- Italian theatrical release poster
- Italian: Fuochi d'artificio
- Directed by: Leonardo Pieraccioni
- Written by: Leonardo Pieraccioni Giovanni Veronesi
- Produced by: Vittorio Cecchi Gori
- Starring: Leonardo Pieraccioni Vanessa Lorenzo Massimo Ceccherini Barbara Enrichi Mandala Tayde Claudia Gerini
- Cinematography: Roberto Forza
- Edited by: Jacopo Quadri
- Music by: Claudio Guidetti
- Distributed by: Cecchi Gori
- Release date: 10 October 1997;
- Running time: 100 minutes
- Country: Italy
- Language: Italian
- Box office: $31.9 million

= Fireworks (1997 film) =

Fireworks (Fuochi d'artificio) is a 1997 Italian comedy film directed by Leonardo Pieraccioni.

==Plot==
Ottone shares his story with a psychoanalyst he meets by chance on the beach of an exotic location where both are staying. He works in a pet shop with Lorenza, who is loved madly by Germano, his long-time and eccentric friend who has been sending her various gifts anonymously as "the anonymous donor".

After discovering his partner Mara's betrayal with the local butcher, Ottone moves into an apartment with two other tenants: his old friend Barbara, and her boyfriend Roberto, nicknamed "Er Patata" (Potato), who is under house arrest for assaulting a traffic officer. When Ottone returns home to find the couple in passionate sexual encounters, he seeks refuge upstairs with his neighbour Demiù, with whom he enjoys playing and doing small dances to Latin American music.

After several frustrating attempts to find a new girlfriend, Ottone meets the beautiful Luna through a work connection and falls immediately in love. However, Luna is wealthy, spoiled, and has a secret that hinders their relationship. When Luna's father reveals that she is married to a military cadet who is always away for work, Luna proposes that they continue their relationship as lovers. Ottone agrees, while Germano invites Lorenza on a blind date to reveal himself, but she mistakes him for the maître at the restaurant, leaving Germano disappointed.
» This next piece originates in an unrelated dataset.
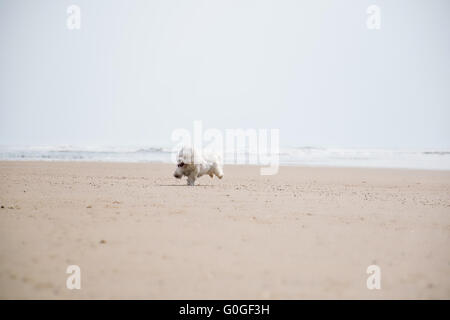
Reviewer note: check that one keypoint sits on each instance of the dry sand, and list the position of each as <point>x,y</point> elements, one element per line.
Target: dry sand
<point>136,232</point>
The next morning, overhearing a conversation, Lorenza misunderstands Ottone's words, believing he is the mysterious anonymous admirer who had failed to show up for the previous day's date. During the party celebrating Patata's release from house arrest, Patata proposes to Barbara, who, shocked, flees. Barbara had previously confided in Ottone about her affair with the same butcher Mara had cheated on Ottone with. The next day, Barbara admits to Patata that she hasn't loved him for a long time but stayed because she couldn't leave during his house arrest. Roberto immediately returns to Rome. Meanwhile, Germano begins a relationship with Virginia, Roberto's sister, whom he met at the party and will marry a few months later. Ottone receives a letter from Luna, ending their relationship due to their incompatibility. The next morning, Lorenza seduces Ottone, but he soon meets Luna again, who regrets leaving him and proposes they go to the Caribbean together.

Lorenza and Barbara, who needs to distract herself from the end of her relationship with Roberto, both make similar proposals. Demiù is also leaving and stops by to say goodbye, as she finally has enough money to start her project of opening a place on an island. Left alone, Ottone reflects on whom he should leave with: Luna, Lorenza, or Barbara. The psychoanalyst, now intrigued by the story (which Ottone interrupted for an appointment), spends the day wondering with whom Ottone decided to go. That evening, he discovers that Ottone is running a bar on the island with Demiù, with whom he has become romantically involved, realizing that it was the brief moments spent playing and dancing with her that made him truly happy.

==Reception==
Fireworks set an opening record in Italy with a gross of $13.5 million for the week from a record 610 screens. It was number one in Italy for five consecutive weekends. It went on to be the highest-grossing film in Italy for the year and grossed $31.9 million worldwide.